Read and write Zip archives in Julia.

Like Tar.jl, it is designed to use the Zip format to share data between multiple computers, not to backup a directory and preserve all local filesystem metadata.

All public functions are exported. Non-exported functions and struct fields are internal.

See test/test_simple-usage.jl for more examples.

Background

An archive contains a list of named entries. These entries represent archived files or empty directories. Internally there is no file system like tree structure; however, the entry name may have "/"s to represent a relative path.

At the end of the archive, there is a "central directory" of all entry names, sizes, and other metadata.

The central directory gets parsed first when reading an archive.

The central directory makes reading just one random entry out of a large archive fast.

When writing it is important to close the writer so the central directory gets written out.

More details on the file format can be found at https://pkware.cachefly.net/webdocs/casestudies/APPNOTE.TXT

Reading Zip archives

Archives can be read from any AbstractVector{UInt8} containing the data of a Zip archive.

For example, if you download this repo as a ".zip" from GitHub https://github.com/JuliaIO/ZipArchives.jl/archive/refs/heads/main.zip you can read this README in julia.

using ZipArchives: ZipReader, zip_names, zip_readentry
using Downloads: download
data = take!(download("https://github.com/JuliaIO/ZipArchives.jl/archive/refs/heads/main.zip", IOBuffer()));
archive = ZipReader(data)

Check the names in the archive.

zip_names(archive)

Print this README file.

zip_readentry(archive, "ZipArchives.jl-main/README.md", String) |> print

Writing Zip archives

using ZipArchives: ZipWriter, zip_newfile
using Test: @test_throws
filename = tempname()

Open a new zip file with ZipWriter If a file already exists at filename, it will be replaced.

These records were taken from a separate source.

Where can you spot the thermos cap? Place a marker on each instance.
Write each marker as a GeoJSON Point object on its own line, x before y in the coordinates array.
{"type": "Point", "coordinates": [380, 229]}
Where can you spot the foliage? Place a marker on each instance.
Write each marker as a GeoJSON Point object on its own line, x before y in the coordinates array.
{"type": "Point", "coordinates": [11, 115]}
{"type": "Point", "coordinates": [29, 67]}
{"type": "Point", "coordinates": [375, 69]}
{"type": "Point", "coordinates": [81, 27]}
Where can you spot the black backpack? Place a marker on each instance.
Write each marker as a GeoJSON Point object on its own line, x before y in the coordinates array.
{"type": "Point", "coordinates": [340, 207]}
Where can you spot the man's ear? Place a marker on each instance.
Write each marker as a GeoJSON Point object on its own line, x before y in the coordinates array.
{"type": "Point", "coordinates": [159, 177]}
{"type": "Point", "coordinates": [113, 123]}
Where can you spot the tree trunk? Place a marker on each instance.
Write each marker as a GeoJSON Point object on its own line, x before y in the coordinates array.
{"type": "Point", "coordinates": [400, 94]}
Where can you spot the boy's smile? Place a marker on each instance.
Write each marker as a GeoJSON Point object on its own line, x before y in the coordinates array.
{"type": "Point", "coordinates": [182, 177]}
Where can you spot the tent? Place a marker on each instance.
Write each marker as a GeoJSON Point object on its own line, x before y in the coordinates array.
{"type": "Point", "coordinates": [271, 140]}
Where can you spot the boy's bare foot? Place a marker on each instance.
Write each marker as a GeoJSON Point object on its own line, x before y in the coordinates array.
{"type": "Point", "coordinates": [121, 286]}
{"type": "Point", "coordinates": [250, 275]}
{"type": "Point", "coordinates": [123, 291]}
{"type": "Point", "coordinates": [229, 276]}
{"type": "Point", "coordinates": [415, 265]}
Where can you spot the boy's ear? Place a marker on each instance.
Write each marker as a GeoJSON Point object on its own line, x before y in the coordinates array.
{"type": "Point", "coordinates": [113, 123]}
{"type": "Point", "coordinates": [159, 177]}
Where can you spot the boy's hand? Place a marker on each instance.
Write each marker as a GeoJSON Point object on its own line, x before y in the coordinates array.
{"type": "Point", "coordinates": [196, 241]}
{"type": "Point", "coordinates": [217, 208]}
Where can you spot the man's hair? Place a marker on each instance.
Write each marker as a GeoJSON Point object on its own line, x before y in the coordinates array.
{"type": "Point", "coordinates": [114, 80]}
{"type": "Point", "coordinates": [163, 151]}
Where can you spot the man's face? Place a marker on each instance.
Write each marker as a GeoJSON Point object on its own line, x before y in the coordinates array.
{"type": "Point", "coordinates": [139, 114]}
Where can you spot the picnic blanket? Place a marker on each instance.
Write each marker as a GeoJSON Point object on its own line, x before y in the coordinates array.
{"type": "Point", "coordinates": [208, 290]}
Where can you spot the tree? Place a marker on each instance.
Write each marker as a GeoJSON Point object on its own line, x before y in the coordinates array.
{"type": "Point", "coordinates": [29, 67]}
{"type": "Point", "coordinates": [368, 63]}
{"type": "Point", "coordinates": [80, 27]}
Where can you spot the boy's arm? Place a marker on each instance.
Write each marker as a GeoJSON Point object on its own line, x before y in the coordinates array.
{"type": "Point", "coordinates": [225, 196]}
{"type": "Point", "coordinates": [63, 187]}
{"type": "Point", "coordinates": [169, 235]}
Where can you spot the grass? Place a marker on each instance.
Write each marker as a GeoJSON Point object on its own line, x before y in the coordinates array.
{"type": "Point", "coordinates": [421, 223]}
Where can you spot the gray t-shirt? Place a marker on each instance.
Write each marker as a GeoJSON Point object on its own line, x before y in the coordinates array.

Using the do syntax ensures the file will be closed. Otherwise, make sure to close the ZipWriter to finish writing the file.

ZipWriter(filename) do w
    # Write data to "test/test1.txt" inside the zip archive.
    # Always use a / as a path separator even on windows.
    @test_throws ArgumentError zip_newfile(w, "test\\test1.txt")
    # `zip_newfile` turns w into an IO that represents a file in the archive.
    zip_newfile(w, "test/test1.txt")
    write(w, "I am data inside test1.txt in the zip file")

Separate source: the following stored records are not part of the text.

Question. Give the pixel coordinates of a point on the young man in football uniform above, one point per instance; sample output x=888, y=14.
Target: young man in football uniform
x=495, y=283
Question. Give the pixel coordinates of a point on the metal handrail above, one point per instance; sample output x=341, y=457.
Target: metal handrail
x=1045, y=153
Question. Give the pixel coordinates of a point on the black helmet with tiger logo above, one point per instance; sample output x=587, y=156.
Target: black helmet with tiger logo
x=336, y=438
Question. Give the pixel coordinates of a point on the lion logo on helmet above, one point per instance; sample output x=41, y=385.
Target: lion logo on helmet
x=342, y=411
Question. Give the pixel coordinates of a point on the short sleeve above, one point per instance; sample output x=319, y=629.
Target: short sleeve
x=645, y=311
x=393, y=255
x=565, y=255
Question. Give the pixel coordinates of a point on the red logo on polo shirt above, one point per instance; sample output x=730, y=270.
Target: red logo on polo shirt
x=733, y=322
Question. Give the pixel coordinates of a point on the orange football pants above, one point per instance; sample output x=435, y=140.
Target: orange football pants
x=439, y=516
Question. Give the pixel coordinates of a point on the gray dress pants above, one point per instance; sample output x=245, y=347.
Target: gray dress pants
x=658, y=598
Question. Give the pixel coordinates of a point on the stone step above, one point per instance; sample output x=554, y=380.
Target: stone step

    # Write an empty file.
    # After calling `newfile` there is no direct way to edit any previous files in the archive.
    zip_newfile(w, "test/empty.txt")

    # Write data to "test2.txt" inside the zip file.
    zip_newfile(w, "test/test2.txt")
    write(w, "I am data inside test2.txt in the zip file")
end

Streaming one entry in a large archive file

If your archive is in a file, mmap can be used to treat the file as a Vector{UInt8}.

An entry in the archive can be opened as an IO stream using zip_openentry.

using ZipArchives: ZipReader, zip_openentry
using Downloads: download
using Mmap: mmap
zip_file_path = download("https://github.com/JuliaIO/ZipArchives.jl/archive/refs/heads/main.zip");
archive = ZipReader(mmap(open(zip_file_path)))
readme_n_lines = zip_openentry(archive, "ZipArchives.jl-main/README.md") do io
    countlines(io)
end

Supported Compression Methods

Compression Method Reading Writing
0 - Store (none) Yes Yes
8 - Deflate Yes Yes
9 - Deflate64 Yes No

Limitations

  1. Cannot directly extract all files in an archive and write those files to disk.
  2. Ignores time stamps.
  3. Cannot write an archive fully in streaming mode. See https://github.com/madler/zipflow if you need this functionality.
  4. Encryption and decryption are not supported.
  5. Multi disk archives not supported.
  6. Cannot recover data from a corrupted archive. Especially if the end of the archive is corrupted.

Related Packages

p7zip_jll can create or extract many archive types including zip. It is just a wrapper of p7zip, and must be run as an external program.

ZipFile is very similar to ZipArchives at a high level.

Currently, ZipArchives has the following benefits over ZipFile:

  1. Full ZIP64 support: archives larger than 4GB can be written.
  2. UTF-8 file name support: entry names correctly mark that they are UTF-8.
  3. Safe multi-threaded reading of different entries in a single archive.
  4. Files can be marked as executable. Permissions are handled like in https://github.com/JuliaIO/Tar.jl#permissions
  5. By default when writing an archive, entry names are checked to avoid some common issues if the archive is extracted on Windows.
  6. Ability to append to an existing zip archive, in an IO or in a file on disk.

ZipArchives currently has the following limitations compared to ZipFile:

  1. No way to specify the modification time, times are set to 1980-01-01 00:00:00 DOS date time.
  2. No flush function for ZipWriter. close and zip_append_archive can be used instead.
  3. Requires at least Julia 1.6.
  4. No way to read an archive from an IOStream, mmap can be used instead.

Is there an unzip function for a whole archive?

This package cannot unzip a whole archive to disk with a single function.

This is quite complicated to do in a cross-platform manner that also handles all potential errors or malicious Zip archives safely.

So this could be done in a separate package that depends on this package. Or using existing well-tested C libraries such as p7zip_jll

I am happy to add other high-level functions for creating zip archives to this package.